After collecting the tweets with the rtweet package, save the data as a .csv file called twitter_data.csv using the readr package. Save the .csv in your GitHub repo and make sure you include when you push your changes.

We set the code chunks above to eval=FALSE so that when you knit this document, you will not access the API each time you knit. Also, this is an important step because the data you collect with the API can be very different every time. Finally, it takes a few minutes to download new tweets, so we don’t want to wait each time we knit.

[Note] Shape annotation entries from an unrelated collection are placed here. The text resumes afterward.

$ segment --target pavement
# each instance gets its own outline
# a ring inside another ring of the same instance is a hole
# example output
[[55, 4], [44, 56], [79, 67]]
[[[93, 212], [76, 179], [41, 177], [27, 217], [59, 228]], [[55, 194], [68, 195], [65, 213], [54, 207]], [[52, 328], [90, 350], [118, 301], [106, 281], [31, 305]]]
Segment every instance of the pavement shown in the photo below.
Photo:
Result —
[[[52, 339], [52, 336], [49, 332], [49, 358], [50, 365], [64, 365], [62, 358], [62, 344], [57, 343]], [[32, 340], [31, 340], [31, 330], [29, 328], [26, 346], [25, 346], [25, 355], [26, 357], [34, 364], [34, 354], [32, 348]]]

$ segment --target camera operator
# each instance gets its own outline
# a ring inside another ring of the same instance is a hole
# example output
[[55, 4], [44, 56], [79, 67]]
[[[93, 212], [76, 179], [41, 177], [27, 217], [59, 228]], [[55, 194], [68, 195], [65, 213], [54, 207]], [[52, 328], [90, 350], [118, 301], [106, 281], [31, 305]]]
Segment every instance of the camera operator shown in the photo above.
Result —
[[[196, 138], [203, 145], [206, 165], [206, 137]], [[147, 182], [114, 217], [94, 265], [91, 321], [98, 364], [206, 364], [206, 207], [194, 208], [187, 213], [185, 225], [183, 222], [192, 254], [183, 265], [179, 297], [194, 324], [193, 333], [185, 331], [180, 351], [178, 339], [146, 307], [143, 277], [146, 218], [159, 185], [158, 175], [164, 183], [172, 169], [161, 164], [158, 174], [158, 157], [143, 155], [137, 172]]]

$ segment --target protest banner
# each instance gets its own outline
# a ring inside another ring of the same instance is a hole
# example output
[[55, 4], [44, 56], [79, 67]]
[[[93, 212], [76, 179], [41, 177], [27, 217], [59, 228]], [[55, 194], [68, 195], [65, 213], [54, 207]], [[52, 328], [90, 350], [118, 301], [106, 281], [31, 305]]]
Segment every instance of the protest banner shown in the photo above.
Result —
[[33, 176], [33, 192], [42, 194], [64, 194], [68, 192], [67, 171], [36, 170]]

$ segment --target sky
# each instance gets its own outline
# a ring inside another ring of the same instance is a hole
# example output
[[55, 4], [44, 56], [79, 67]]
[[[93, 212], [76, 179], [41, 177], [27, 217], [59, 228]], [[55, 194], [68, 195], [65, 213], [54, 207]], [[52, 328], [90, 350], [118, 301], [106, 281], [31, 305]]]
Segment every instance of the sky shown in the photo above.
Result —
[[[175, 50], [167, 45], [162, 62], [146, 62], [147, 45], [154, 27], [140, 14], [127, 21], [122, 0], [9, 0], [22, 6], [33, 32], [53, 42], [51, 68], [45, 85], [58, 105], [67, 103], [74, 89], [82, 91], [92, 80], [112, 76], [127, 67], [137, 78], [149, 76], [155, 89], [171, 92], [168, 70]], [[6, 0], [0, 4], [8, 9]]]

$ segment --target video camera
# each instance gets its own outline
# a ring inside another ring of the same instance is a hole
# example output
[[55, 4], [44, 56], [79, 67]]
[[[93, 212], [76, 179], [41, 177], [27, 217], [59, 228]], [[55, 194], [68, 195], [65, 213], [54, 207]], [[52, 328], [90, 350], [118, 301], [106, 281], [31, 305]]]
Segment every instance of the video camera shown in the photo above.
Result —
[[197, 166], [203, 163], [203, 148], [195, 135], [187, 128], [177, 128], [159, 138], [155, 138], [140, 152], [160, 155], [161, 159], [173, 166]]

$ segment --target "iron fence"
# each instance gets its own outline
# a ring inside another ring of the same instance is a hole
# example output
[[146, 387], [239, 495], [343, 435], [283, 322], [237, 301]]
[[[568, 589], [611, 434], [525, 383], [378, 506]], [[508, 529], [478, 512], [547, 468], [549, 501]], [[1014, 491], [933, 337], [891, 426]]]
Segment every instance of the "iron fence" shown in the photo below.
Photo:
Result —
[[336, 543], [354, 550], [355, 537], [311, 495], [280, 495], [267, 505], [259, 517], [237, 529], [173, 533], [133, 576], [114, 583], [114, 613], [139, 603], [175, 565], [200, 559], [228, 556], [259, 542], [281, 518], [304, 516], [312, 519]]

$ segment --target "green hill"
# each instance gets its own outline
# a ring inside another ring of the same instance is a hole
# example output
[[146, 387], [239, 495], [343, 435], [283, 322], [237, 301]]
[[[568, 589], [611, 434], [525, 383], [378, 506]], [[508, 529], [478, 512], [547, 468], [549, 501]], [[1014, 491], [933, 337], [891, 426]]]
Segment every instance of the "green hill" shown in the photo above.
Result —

Note: You may have to deal columns that contained e.g.  lists because they are not compatible for export.

Problem 4

Keeping in mind the original goal,

The goal of this homework is to download Twitter data in preparation for being able to identify tweets as “pro” or “anti” vaccination (e.g. identify Twitter users and tweets that are “anti-vaccination.”). Tweets often have an associated location, thus this would allow researchers to locate communities where anti-vaccination sentiment is growing. This could help healthcare professionals identify communities that are at higher risk of infectious diseases.

and using the dataset that you have now created, create a data analysis plan. Describe in great detail what you will need to do in terms of data tidying, wrangling, exploratory data analysis, data visualization and any modeling / analyses that you would like to complete to accomplish the goal above. Explore the data a bit (e.g. plots or other forms of exploratory data analyses) to help you understand what format the data are currently in and how to get it to the format you will need to complete your data analysis plan. Clearly state who your target audience is and think carefully about what audience you have in mind as you build your data analysis plan.

Note: As you formulate and write up your data analysis plan, you might realize that you need to go back to Problem 2 to add any other additional information that you need to complete your data analysis. Iterate until you are happy with both the data you gathered and your data analysis plan.